Sean Jones, who lives on Columbus Road and owns nearly 6.4 acres of land, is suing for compensation and an additional $125,000. He took action through the Athens County Common Pleas Court.
The sewer lines are located only three feet outside of the city right-of-way and onto Jones’ property, but he argues that the city violated his Fifth and 14th Amendment rights.
The Athens County Common Pleas Court filed a letter July 2 to Athens City Law Director Pat Lang requesting a response to the complaint, which is to be sent to Jones’ attorney, Robert Rittenhouse.
“The city merely conducted emergency maintenance on them when immediate action was necessary to prevent damage to private property and public infrastructure,” Lang said in his letter to Rittenhouse.
In the summer of 2009, city workers discovered a partially collapsed line underneath Jones’ property while they were fixing a storm sewer outfall line, according to the letter.
According to the letter, Andy Stone, the director of engineering and public works, believed that the 13-year-old line would eventually cause damage to the property and made plans to repair the line within one year using city funds.
But the repairs were put on hold “due to (Jones’) refusal,” Lang’s letter said.
It also said that Jones allegedly allowed workers onto his property to work, given that they tie in another drainage line. To avoid delay to the situation, the city completed the project for $40,000.
Lang added that the city is questioning whether the lines are even public. The letter said they were not built by the city, so they are not responsible for the lines being built “incorrectly.”

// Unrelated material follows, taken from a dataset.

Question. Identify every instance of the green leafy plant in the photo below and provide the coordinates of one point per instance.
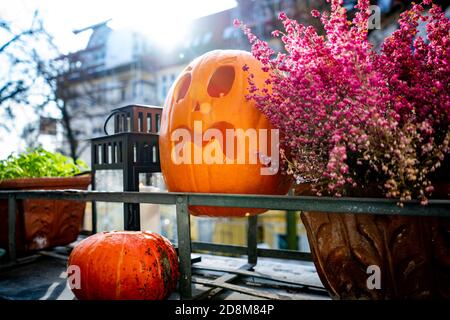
(40, 163)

He also argues that there is nothing that clearly demonstrates that Jones should be compensated.
“The city believes that Mr. Jones has already benefitted greatly when the city tied in the new line,” he said in his letter. “That line was in poor condition and, when it eventually would have collapsed, would have been Mr. Jones’ responsibility to replace.”
Lang did not comment on where he believes the case will go from here.
This article appeared in print under the headline "Resident claims new sewer line violates amendment rights, responds with lawsuit."